Another way to explain what has happened is to apply the Jobs-to-be-done theory in general to business. One example is to sell products and services. Companies sell products and services through a salesperson at a physical meeting, in a store, by telephone, on the internet, or through a virtual meeting. During the pandemic, companies discovered new ways of selling their products and services. Stores started to sell online. Salespeople had to close deals over virtual sales calls. The new sales channels worked, and some even performed better than the old ones. Virtual selling is more efficient, the cost is lower, and a salesperson will make more calls than if all sales calls had to be physical. The job of salespeople is to sell and not to go on business trips. If there is a better way to sell, this method is now the default way of selling.
The tools for virtual selling will become better over time. Therefore, these tools are the major competitor for airlines and hotels. As a result, airlines and hotels will likely lose market share to these competitors. It is the same as records and songs in mp3 format will lose market share to streaming services like Spotify.
The hotel industry sees glimmers of hope in an increasing booking volume of individual business travelers, meetings, and groups. Still, it is a bubble because people have not met in person for almost two years and want to meet again. However, that does not mean they return to the same physical meeting frequency as before the pandemic. Therefore, business travel will never come back to the pre-pandemic level, and therefore, hotels need to replace business travelers and meetings with other guests.

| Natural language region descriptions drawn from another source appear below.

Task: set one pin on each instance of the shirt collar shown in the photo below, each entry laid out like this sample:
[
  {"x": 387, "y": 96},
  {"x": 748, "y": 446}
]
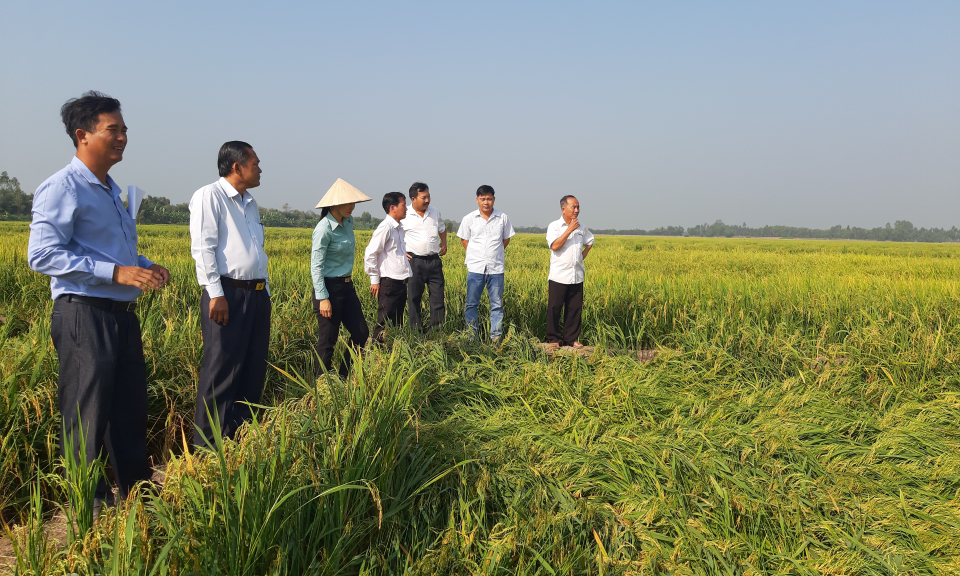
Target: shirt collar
[
  {"x": 232, "y": 192},
  {"x": 90, "y": 176},
  {"x": 412, "y": 212},
  {"x": 334, "y": 223},
  {"x": 493, "y": 214},
  {"x": 228, "y": 188}
]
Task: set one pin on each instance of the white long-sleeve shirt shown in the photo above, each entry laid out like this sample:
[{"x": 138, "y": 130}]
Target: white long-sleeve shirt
[
  {"x": 386, "y": 254},
  {"x": 422, "y": 233},
  {"x": 485, "y": 241},
  {"x": 226, "y": 237},
  {"x": 566, "y": 264}
]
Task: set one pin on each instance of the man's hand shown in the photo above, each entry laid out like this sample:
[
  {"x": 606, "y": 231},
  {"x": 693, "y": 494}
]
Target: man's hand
[
  {"x": 143, "y": 279},
  {"x": 219, "y": 310},
  {"x": 163, "y": 272},
  {"x": 326, "y": 310}
]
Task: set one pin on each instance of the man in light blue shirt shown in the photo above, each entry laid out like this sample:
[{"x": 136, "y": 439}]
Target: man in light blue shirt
[
  {"x": 84, "y": 239},
  {"x": 226, "y": 240}
]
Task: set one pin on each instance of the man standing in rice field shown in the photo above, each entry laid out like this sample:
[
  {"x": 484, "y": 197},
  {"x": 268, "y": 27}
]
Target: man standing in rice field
[
  {"x": 485, "y": 234},
  {"x": 426, "y": 237},
  {"x": 385, "y": 261},
  {"x": 569, "y": 242},
  {"x": 226, "y": 241},
  {"x": 84, "y": 238}
]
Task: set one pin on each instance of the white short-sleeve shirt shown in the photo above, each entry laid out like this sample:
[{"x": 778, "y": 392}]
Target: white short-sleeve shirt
[
  {"x": 422, "y": 233},
  {"x": 485, "y": 241},
  {"x": 566, "y": 264}
]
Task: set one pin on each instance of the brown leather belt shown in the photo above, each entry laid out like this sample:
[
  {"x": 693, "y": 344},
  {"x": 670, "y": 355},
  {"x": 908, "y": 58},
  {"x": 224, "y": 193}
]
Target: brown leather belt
[
  {"x": 101, "y": 303},
  {"x": 258, "y": 284}
]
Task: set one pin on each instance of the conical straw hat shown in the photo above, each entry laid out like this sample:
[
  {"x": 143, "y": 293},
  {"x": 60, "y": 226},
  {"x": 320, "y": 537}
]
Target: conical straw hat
[{"x": 342, "y": 193}]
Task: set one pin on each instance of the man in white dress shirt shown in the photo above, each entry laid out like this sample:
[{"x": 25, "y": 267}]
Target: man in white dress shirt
[
  {"x": 226, "y": 240},
  {"x": 484, "y": 234},
  {"x": 385, "y": 262},
  {"x": 569, "y": 243},
  {"x": 426, "y": 238}
]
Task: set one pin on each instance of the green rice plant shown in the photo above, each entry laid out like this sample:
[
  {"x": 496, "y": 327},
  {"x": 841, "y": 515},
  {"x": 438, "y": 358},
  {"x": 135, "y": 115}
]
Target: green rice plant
[
  {"x": 79, "y": 484},
  {"x": 31, "y": 548}
]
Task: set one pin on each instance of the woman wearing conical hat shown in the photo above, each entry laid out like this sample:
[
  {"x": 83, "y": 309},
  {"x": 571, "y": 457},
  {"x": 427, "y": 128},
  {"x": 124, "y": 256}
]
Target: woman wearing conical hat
[{"x": 335, "y": 301}]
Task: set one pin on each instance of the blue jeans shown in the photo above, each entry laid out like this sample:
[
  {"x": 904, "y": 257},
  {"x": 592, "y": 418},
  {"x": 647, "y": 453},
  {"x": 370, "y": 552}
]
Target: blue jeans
[{"x": 494, "y": 285}]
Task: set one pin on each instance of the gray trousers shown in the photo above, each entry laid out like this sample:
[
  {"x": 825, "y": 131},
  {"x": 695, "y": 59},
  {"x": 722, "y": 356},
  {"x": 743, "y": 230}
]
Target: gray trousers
[
  {"x": 426, "y": 272},
  {"x": 234, "y": 364},
  {"x": 102, "y": 385}
]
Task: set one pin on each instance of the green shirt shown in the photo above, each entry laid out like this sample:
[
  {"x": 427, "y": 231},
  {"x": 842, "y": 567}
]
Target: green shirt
[{"x": 333, "y": 252}]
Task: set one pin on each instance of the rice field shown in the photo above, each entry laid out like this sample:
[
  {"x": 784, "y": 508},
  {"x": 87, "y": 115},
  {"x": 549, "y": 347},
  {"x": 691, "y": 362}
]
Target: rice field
[{"x": 801, "y": 417}]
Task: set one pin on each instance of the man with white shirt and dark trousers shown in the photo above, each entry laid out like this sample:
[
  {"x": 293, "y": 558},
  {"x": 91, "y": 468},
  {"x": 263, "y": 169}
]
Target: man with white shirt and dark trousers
[
  {"x": 569, "y": 243},
  {"x": 426, "y": 237},
  {"x": 226, "y": 241},
  {"x": 485, "y": 234},
  {"x": 385, "y": 261}
]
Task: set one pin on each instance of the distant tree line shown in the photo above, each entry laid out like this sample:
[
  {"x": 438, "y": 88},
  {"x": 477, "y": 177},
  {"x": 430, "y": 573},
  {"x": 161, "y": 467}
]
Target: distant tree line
[
  {"x": 901, "y": 231},
  {"x": 15, "y": 205}
]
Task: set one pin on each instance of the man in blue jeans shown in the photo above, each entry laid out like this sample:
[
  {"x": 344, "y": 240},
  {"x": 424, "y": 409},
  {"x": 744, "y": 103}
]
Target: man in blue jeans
[{"x": 484, "y": 234}]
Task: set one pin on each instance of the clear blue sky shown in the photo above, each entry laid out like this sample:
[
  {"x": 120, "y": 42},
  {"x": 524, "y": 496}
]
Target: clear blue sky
[{"x": 653, "y": 114}]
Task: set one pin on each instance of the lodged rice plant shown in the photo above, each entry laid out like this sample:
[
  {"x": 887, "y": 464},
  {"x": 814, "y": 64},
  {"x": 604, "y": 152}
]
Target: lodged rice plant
[{"x": 800, "y": 417}]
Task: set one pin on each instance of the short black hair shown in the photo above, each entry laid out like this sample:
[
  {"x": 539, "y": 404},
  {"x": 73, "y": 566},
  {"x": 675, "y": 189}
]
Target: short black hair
[
  {"x": 416, "y": 188},
  {"x": 231, "y": 153},
  {"x": 391, "y": 199},
  {"x": 84, "y": 112}
]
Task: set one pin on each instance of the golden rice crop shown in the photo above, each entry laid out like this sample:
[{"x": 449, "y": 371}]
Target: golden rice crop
[{"x": 801, "y": 417}]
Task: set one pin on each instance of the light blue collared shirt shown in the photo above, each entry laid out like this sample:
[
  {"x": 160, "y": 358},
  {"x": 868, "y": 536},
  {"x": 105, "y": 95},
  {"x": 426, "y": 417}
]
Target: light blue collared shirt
[{"x": 80, "y": 231}]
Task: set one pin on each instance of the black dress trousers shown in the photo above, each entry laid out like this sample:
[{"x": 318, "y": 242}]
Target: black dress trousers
[
  {"x": 234, "y": 363},
  {"x": 102, "y": 386},
  {"x": 427, "y": 271},
  {"x": 564, "y": 300},
  {"x": 347, "y": 312},
  {"x": 391, "y": 301}
]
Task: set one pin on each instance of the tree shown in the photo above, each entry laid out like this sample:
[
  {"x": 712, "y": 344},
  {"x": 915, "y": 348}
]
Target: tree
[{"x": 14, "y": 203}]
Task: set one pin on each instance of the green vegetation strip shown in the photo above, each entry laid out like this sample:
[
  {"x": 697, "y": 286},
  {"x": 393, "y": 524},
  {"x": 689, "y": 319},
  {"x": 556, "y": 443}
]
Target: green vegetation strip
[{"x": 801, "y": 417}]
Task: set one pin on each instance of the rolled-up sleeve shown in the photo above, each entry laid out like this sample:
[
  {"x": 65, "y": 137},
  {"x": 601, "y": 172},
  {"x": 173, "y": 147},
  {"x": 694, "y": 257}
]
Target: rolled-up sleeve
[
  {"x": 464, "y": 231},
  {"x": 204, "y": 238},
  {"x": 507, "y": 228},
  {"x": 371, "y": 256},
  {"x": 321, "y": 240},
  {"x": 54, "y": 207}
]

Some behavioral trends accelerated during the pandemic. One trend is remote work, which has nothing to do with business travel. Instead, it helps to kill business travel since people can now work virtually from everywhere. In addition, remote work means that people can finally live where they want and have the job they want.
Leisure travel is the future for hotels as long as people want to travel for holidays and explore other parts of the world. The demand is strong, and as soon as governments lift all restrictions, leisure travel will boom. However, there might be obstacles on the way forward if politicians invent new ideas to restrict travel. Resorts, holiday destinations, and other typical leisure properties should not worry too much about their future. However, it is more problematic for standard business hotels to attract white-collar workers that have the luxury of choosing where and how to work. As a result, these hotels will struggle to recover and need to consider whether the hotel should convert to something else like a leisure hotel or residential apartments.